The OMS is administered to this day by the 24-7 Prayer Charity (No. 1091413) and overseen by the 24-7 Communities Team.

Are there OMS monasteries?

The OMS is primarily a dispersed order which means that members outwork their vows in the context of local churches. However, there are exciting plans afoot to establish the very first residential OMS community where our Rule will provide the background for a common life and all members will be welcome to come stay!

Was the original OMS a secret society? Why?

The rules of the original OMS say that it ‘chooses to stay secret and work out of the public eye’, and this seems to have been for two reasons: humility and unity. Firstly, humility: In Zinzendorf’s day, there was status attached to membership of ‘Knightly Orders’ and the founders of the OMS wanted to avoid such ostentation. They even had a rule warning that if anyone sought to use their OMS membership for fame or personal advancement they would have to resign. Secondly, unity. The other reason for secrecy was that the OMS had an unusually diverse membership, including people from different branches of Christianity (the Anglican Archbishop of Canterbury and the Catholic Archbishop of Paris were both members) and from nations which might be political or military opponents. To avoid controversy, it helped for members to keep their involvement private.

However, in 1738 some documents relating to the OMS came into the hands of Zinzendorf’s opponents, who tried to use them to portray him as a secretive political agitator. To counter these claims, the full rules of the Order were simply made public in 1740. Thereafter the OMS continued in the open, presumably because secrecy had by then become more of a liability than an asset.

The 21st century expression of the OMS is completely transparent in its approach, and everything about the Order is published either in books or online.

Aren’t Rules of Life a distraction from the Gospel?

Rules of Life should never be allowed to replace the simple Gospel because they are meant to be an expression and application of Christ’s call to discipleship.
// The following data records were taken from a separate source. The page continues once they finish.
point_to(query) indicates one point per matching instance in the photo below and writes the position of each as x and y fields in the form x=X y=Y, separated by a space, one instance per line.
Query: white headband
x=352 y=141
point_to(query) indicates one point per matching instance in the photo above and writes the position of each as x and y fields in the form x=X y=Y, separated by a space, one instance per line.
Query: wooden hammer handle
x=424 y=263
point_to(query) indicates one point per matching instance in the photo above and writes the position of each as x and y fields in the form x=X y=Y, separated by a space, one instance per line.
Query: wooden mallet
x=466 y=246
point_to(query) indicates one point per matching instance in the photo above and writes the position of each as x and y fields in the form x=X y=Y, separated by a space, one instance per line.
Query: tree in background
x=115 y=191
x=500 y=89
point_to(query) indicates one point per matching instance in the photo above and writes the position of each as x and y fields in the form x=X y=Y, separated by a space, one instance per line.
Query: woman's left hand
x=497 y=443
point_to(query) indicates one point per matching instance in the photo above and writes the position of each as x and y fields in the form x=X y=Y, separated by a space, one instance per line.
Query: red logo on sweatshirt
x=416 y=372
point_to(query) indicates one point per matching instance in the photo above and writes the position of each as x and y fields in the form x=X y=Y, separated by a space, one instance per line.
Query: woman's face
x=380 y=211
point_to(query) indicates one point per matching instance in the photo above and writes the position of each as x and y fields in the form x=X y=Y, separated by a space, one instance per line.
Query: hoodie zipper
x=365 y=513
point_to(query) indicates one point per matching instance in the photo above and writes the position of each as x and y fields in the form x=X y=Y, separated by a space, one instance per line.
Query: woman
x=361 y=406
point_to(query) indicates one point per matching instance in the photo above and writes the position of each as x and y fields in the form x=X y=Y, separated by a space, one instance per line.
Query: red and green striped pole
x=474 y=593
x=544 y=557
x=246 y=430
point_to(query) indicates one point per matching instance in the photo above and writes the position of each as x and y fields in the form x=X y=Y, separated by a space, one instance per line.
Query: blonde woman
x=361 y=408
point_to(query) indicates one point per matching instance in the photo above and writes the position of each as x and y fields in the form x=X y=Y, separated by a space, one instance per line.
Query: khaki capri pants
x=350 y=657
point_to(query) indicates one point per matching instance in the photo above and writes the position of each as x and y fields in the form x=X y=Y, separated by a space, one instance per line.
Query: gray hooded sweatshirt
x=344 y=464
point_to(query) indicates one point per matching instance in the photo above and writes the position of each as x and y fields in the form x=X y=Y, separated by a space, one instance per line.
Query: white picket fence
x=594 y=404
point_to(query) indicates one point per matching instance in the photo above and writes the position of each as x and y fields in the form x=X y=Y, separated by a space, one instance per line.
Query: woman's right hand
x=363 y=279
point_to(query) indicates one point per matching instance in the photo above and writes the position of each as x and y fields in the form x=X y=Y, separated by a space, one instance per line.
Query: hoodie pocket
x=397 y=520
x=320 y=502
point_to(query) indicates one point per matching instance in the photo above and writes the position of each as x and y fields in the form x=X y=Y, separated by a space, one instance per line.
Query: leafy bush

One of the early names for Christianity was simply ‘The Way’, because this is not a doctrinal position so much as a way of life.

Saint Francis of Assisi was one of the greatest saints ever given to the church whose Rule was originally just a set of bible verses. “I prefer you not talk to me about any other Rule,” he said, “nor recommend any other ideal or manner of life than that which the Lord in his mercy has revealed and given to me. He told me I am to be a new kind of fool in this world.” (St Francis of Assisi, Mirror of Perfection, 68)

Francis’ ‘Rule of the fool’ in all its simplicity turned the world upside down. Having been commissioned by God to ‘go repair my church which is falling into ruins’ Francis simply obeyed for the rest of his life and, in the process, ‘returned to the gospel with such force that it shook the entire world’.[1]

[1] Wallis, Jim in Wallis, Jim & Hollyday ed. Cloud of Witnesses, Orbis Books, New York, p.6

Was Zinzendorf a Freemason?

No. There is no evidence to suggest that Zinzendorf himself was a Freemason or that the OMS had masonic links.

There seem to be 3 reasons why people speculate that this might be the case.

  1. We know of one original OMS member, General James Oglethorpe, who was involved in the Freemasons, although this was unrelated to his later membership of the OMS.
  2. There was a prominent 18th century German Freemason named ‘Zinnendorf’, and some people get confused by the similar names.
  3. Because the OMS was initially a secret order, people conclude (without any evidence) that it ‘must’ have been masonic in nature.

Masonic historians are normally keen to highlight historical figures who were members of their organisation, but they themselves acknowledge that Count Zinzendorf was not a freemason.